A slighter book — and three books so committed to Vesuvius published so near together is slightly unnerving, for the magma is building! — is Dr Jordan Lancaster’s In the Shadow of Vesuvius. This is a study not only of Pompeii but also of the whole Golfo di Napoli, which she feels to be her spiritual home. She describes a landscape and seascape that for centuries have been used to extinction and rebirth; a city of Naples that was once the intellectual capital of the classical world and then became a byword for vice and squalor. She is as interested in Naples as in Pompeii and its bare promontory that stood for centuries, mysteriously called ‘The City’.

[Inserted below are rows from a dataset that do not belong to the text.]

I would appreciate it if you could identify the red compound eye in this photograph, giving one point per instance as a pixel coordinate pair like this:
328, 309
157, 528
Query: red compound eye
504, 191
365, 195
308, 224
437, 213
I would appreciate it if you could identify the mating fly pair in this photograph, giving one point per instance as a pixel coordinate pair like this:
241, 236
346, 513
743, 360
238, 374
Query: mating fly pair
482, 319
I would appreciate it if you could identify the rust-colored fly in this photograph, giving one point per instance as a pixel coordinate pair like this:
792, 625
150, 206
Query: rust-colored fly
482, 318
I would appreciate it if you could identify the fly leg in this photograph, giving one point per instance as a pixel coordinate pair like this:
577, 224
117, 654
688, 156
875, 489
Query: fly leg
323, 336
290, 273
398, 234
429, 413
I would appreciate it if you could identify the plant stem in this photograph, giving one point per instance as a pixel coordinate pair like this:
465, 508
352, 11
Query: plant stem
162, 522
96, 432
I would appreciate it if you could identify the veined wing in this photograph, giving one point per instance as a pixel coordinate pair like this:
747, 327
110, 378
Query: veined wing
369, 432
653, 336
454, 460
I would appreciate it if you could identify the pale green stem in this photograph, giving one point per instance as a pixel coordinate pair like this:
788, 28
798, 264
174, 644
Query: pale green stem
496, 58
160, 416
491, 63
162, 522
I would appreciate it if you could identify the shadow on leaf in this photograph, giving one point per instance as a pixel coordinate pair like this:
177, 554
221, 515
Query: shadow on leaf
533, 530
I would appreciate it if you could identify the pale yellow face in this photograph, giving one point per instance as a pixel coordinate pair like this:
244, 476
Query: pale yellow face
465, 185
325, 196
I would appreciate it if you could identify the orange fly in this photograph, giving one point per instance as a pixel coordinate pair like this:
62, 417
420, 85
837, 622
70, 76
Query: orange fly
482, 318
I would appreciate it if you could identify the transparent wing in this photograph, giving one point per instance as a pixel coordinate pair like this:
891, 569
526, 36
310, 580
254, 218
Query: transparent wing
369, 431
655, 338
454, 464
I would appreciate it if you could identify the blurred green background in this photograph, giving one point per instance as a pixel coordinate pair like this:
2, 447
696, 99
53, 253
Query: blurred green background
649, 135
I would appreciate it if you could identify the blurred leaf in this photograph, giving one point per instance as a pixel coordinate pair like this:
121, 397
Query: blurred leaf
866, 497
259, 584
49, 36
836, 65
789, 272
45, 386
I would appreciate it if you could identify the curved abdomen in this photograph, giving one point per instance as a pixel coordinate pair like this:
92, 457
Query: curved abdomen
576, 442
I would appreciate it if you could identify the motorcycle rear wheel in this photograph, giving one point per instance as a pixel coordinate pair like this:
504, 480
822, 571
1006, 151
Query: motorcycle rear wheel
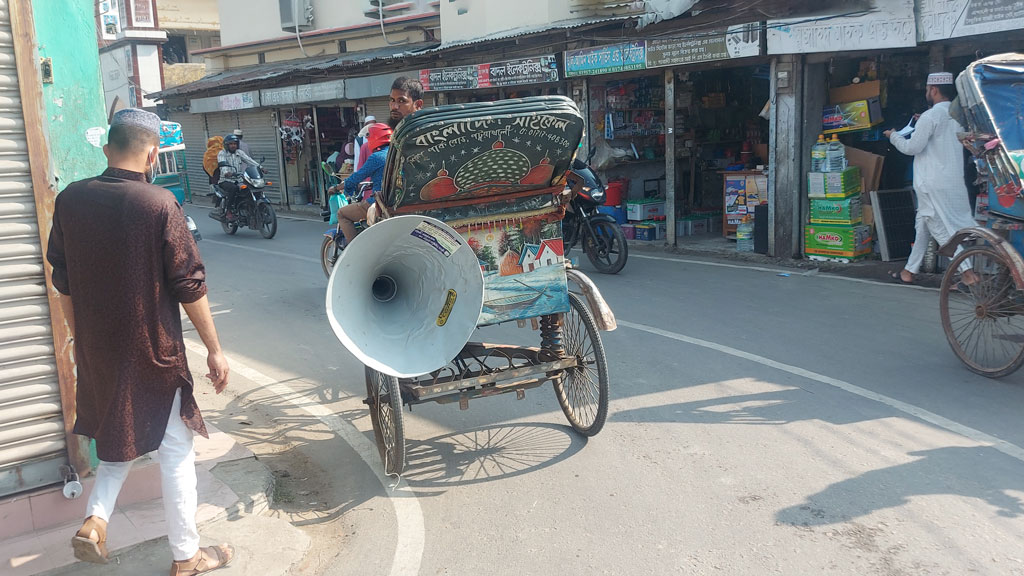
330, 252
267, 220
606, 247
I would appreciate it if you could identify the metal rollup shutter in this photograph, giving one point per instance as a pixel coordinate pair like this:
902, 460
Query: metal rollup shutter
194, 131
221, 123
32, 435
264, 144
378, 108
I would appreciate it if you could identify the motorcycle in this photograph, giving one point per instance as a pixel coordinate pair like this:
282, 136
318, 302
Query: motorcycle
252, 209
193, 228
334, 241
600, 235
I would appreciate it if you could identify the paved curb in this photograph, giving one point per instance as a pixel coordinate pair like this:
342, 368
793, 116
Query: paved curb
243, 525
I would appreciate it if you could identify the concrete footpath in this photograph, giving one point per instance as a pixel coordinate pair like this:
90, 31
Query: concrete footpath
236, 492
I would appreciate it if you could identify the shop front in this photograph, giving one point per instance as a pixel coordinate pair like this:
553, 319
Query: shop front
856, 89
671, 121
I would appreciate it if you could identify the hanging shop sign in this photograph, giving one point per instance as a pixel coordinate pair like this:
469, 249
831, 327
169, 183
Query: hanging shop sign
939, 19
509, 73
890, 24
606, 59
226, 103
303, 93
721, 44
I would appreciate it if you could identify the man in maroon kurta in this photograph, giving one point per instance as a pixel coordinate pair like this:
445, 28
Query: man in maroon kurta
121, 250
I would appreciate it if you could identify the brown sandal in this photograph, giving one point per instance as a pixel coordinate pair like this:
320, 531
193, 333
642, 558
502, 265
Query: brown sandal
206, 560
90, 541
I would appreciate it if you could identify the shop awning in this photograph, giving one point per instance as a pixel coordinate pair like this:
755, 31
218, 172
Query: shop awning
266, 73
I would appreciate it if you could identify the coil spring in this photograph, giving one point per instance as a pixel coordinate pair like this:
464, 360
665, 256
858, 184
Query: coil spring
551, 335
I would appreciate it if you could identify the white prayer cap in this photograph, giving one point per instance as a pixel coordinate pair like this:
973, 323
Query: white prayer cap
940, 78
138, 118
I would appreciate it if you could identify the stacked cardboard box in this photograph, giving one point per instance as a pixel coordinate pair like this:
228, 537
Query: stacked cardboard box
836, 231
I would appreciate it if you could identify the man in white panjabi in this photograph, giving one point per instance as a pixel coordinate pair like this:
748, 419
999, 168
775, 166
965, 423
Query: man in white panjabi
943, 206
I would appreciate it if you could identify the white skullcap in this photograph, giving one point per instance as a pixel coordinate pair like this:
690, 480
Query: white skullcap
940, 79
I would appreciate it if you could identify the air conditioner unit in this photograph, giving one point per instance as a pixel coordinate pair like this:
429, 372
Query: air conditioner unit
296, 12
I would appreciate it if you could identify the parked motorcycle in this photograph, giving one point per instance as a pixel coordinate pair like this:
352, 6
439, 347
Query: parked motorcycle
251, 209
193, 228
600, 235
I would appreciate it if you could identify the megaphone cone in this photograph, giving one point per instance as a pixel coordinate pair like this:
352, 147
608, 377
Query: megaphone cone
406, 295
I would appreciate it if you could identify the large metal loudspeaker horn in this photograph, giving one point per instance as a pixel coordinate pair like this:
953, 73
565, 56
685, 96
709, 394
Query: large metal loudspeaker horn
404, 296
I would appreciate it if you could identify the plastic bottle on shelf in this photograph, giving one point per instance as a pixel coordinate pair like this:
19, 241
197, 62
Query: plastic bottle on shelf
836, 155
818, 155
744, 235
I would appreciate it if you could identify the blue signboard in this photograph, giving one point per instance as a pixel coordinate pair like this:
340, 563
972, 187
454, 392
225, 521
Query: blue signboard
606, 59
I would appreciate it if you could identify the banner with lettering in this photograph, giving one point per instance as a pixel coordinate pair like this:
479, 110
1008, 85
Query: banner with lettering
721, 44
890, 25
510, 73
606, 59
939, 19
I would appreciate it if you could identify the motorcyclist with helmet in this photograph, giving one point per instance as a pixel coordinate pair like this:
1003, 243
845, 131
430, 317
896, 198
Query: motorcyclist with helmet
230, 164
379, 138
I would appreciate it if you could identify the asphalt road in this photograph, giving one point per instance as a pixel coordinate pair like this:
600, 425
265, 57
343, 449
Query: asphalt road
760, 424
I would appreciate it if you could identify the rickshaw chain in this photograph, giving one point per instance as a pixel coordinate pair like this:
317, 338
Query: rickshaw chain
551, 335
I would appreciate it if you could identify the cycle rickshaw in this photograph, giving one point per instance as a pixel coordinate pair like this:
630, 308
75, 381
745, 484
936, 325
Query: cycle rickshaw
470, 236
983, 320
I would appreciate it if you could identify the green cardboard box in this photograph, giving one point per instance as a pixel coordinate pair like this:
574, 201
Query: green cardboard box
848, 211
834, 184
848, 117
837, 241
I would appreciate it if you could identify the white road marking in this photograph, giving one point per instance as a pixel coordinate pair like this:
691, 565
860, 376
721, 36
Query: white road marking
263, 251
791, 272
977, 436
411, 532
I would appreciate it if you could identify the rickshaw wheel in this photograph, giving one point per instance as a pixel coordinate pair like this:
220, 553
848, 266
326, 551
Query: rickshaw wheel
384, 398
582, 391
984, 322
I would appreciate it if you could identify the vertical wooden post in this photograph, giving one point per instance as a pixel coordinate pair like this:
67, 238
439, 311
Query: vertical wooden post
44, 190
670, 156
784, 154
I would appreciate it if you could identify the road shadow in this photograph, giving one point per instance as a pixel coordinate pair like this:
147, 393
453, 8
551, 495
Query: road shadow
318, 477
487, 454
767, 408
938, 471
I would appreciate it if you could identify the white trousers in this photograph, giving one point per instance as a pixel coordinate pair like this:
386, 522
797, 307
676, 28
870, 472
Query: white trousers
929, 224
177, 468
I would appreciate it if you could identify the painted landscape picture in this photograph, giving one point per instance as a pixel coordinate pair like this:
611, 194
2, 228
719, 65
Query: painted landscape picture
523, 269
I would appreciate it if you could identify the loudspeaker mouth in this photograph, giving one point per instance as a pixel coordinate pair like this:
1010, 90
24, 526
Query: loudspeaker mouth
384, 288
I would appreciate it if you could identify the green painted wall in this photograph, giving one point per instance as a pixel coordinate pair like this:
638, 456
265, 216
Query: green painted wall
66, 32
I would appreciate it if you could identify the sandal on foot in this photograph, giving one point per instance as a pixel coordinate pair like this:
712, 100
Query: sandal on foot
206, 560
89, 542
897, 277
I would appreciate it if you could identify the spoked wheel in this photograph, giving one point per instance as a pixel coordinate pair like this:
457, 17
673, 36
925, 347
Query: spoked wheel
330, 252
983, 321
267, 220
606, 247
582, 391
384, 398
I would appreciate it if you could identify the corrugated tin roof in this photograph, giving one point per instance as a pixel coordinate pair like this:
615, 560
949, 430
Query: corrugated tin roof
258, 73
560, 25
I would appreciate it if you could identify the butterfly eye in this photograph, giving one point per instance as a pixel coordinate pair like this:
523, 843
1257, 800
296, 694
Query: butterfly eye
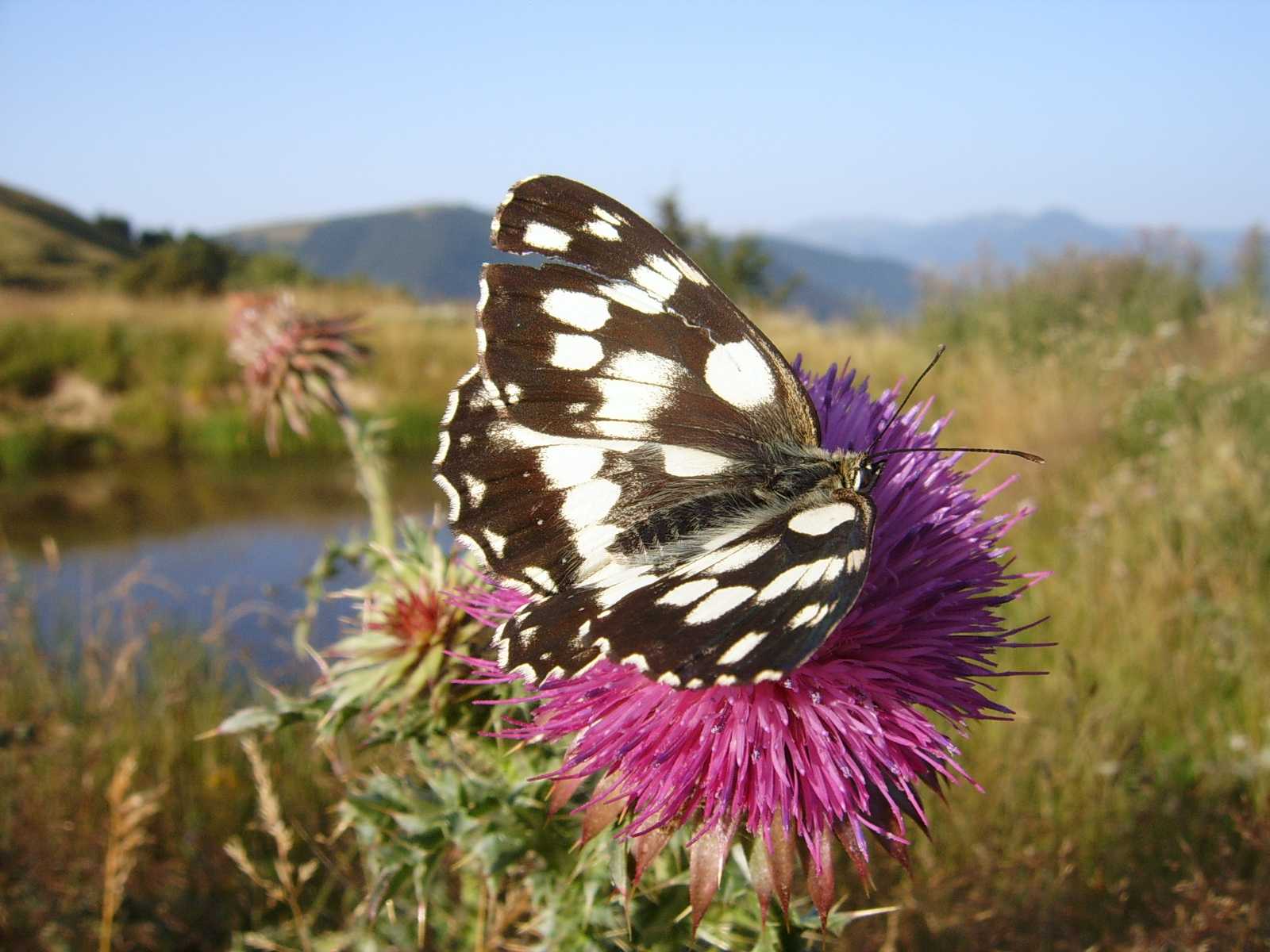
867, 476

She takes us through from Hercules and Odysseus (who stood firm against the Neapolitan Sirens), Poseidon, god of the sea who dwelt at Baiae, to Virgil who wrote The Aeneid in Naples and eventually to Spike Milligan, a young gunner in the second world war, about to make the push up Italy. ‘Cor! Naples, eh?… According to the brochure, venereal disease walks the streets of Naples and you can catch it by shaking the hand of a priest!’

Two million tourists now walk through the ruins of Pompeii each year. There are many complaints about its faded buildings and administration. It seems there is a mass of archaeological work not even started. ‘Pompeii contains probably the greatest density of data of any archaeological site in the world’ (Butterworth). It is 200 years since the city was first unveiled in ‘luminous colours’ and ‘dazzling pigments’ and Goethe and Mozart and Stendhal rushed to see them (20 years later Mozart wrote The Magic Flute). But then, as now and in the first century (according to the wall paintings), vines and flowers and fruit were planted far up the fickle slopes of the mountain. The hectic colours and the hedonism in the shadow of Vesuvius must have been rather like San Francisco today, standing on its similar time-bomb.

Of the three books, I’d take Lancaster as a handbook, Pompeii: The Living City for the plane and to finish at home. Harris I would gallop through on the Isle of Capri, saying, ‘Cor! Naples, eh?’